Sunday, September 6, 2020

Knowing the Path and Walking the Path

 1.  Thinking about David Graeber.  Last semester a student came by my office to interview me for a class.  It was pro forma right up until the point she said, "I took your survey class.  If I were to guess I'd say you are an anarchist."  Cue spit-take.  But the question opened up a wonderful conversation as I tried my best to explain my ever-evolving, often contradictory personal politics.  I've never been much of a joiner, and I've always held a healthy contempt for authority.  The way I figure it, respect is earned.  While I can fool people into thinking I'm friendly and engaging, I mostly feel panic and dread when I am dealing with others.  I like the world on the margins.  I feel comfortable there.  That sense of marginality translates in myriad ways--but when it comes to politics, I distrust centralized institutions, and the established dogmas of both right and left make me want to wretch.  Point being, I prefer my politics to be local, and I like attaching myself to groups, organizations, and individuals that do more than hector people on Facebook.  For 25 years I've worked with Food Not Bombs, the Black Cross, and Athens Mutual Aid.  I've visited and made common cause with an array of anarchist collectives from New Orleans, to Haverhill, Mass. to Athens, Georgia.  Never in all that time has anyone tried to impose their particular dogma on me; on the contrary, whatever the differences of opinion, it has always been about the work.  I don't call myself an anarchist because I don't believe I deserve to--but I love and respect the hard work of the people who do.  
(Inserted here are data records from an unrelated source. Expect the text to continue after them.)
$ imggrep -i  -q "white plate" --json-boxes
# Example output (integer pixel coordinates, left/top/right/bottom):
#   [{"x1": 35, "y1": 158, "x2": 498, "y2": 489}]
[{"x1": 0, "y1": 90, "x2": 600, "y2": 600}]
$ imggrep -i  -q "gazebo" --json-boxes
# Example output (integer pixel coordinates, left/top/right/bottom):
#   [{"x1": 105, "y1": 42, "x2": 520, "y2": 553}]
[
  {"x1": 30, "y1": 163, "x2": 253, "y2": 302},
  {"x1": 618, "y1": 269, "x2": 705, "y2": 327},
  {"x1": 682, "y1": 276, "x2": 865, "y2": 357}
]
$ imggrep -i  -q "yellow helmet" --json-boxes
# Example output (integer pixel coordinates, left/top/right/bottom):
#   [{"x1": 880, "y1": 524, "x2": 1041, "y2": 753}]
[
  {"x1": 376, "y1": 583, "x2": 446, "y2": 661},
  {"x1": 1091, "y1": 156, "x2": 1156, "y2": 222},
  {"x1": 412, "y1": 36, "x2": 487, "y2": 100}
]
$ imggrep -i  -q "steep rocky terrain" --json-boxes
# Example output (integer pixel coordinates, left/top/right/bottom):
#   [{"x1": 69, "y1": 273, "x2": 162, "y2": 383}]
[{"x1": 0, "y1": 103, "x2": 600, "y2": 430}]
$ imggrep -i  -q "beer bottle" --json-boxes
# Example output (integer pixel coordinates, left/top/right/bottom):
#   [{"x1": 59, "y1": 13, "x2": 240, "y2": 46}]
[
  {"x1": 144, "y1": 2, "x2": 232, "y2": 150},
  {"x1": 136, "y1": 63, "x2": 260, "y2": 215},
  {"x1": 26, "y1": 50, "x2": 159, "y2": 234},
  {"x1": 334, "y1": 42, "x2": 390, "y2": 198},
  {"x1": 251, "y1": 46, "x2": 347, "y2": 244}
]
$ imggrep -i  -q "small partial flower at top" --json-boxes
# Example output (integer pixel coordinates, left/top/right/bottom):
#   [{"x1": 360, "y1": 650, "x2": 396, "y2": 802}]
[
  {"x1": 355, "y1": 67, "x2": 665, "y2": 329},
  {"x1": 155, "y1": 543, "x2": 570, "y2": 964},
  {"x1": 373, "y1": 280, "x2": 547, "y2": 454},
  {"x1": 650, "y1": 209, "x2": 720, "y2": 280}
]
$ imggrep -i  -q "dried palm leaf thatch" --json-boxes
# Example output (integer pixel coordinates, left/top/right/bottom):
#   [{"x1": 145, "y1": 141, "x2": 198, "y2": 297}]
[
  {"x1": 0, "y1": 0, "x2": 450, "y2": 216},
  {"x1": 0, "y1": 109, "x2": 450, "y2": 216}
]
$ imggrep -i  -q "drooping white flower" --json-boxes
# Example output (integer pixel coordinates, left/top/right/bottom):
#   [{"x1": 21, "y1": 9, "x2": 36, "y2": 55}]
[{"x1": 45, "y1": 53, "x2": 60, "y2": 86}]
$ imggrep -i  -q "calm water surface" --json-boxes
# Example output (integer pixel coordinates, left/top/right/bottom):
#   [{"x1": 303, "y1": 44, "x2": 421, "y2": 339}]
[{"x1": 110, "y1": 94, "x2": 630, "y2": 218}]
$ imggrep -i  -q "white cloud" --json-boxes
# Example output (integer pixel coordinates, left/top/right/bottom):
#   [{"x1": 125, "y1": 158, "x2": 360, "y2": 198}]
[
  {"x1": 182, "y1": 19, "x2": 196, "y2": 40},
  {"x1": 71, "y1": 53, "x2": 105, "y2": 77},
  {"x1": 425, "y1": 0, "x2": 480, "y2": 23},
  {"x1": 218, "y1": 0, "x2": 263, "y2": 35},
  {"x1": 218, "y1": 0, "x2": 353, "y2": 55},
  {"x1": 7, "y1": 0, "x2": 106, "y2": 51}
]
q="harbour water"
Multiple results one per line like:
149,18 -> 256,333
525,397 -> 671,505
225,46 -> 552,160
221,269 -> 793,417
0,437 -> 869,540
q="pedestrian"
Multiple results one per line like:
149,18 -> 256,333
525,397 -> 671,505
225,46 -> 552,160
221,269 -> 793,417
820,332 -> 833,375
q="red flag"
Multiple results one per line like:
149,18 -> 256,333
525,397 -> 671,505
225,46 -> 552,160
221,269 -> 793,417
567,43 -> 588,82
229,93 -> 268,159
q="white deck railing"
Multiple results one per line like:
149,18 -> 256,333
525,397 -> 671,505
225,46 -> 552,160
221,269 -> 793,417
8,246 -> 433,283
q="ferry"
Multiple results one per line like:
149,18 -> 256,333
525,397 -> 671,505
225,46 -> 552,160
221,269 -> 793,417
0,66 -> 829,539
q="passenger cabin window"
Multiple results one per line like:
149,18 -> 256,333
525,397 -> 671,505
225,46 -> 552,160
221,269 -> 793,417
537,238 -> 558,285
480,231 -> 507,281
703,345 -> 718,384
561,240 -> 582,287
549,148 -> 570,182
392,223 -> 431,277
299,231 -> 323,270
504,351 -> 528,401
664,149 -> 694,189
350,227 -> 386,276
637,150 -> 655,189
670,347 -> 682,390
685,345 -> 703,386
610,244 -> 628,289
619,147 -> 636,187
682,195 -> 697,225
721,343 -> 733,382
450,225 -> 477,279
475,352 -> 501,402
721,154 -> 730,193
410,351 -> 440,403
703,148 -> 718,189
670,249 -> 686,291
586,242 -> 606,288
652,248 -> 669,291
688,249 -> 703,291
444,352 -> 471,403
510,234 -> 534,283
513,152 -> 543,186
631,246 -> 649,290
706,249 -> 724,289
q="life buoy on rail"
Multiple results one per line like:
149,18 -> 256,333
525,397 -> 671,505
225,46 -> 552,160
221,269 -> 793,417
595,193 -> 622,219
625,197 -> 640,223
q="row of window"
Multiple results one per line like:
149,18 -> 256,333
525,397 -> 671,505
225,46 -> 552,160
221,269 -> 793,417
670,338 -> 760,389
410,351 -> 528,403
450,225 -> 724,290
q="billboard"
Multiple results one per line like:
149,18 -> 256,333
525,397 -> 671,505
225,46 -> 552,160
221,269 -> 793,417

David Graeber came into my consciousness during the Occupy Movement of 2011.  I had been in the Middle East in February of that year at the beginning of Arab Spring and I wanted desperately to believe that our time had come as well.  Graeber's work in Zuccotti Park inspired me.  His model of organizing reminded me of the best civil rights era organizing, especially the work of Robert Moses in Mississippi--leadership through the empowerment of others.  Of course I had to go and find his books.  His work on the history of debt and on "bullshit jobs" burned down so many of the fictive narratives that dominate and shape the discourse of our time.  I even wrote him a fan letter when he was at the University of London.  His kind reply reminded me of the importance of humility, especially in the academy.  David died on September 2nd at the age of 59.  I am 59.  The whole thing weirds me out, and while rationally it seems a little silly, I feel a sense of profound loss.  I've needed people like him my whole life; the kinds of people who say, "OK, but look at it this way," and change the way I engage the world.  There is a terrible shortage of those kinds of people.  Rest in Power, David.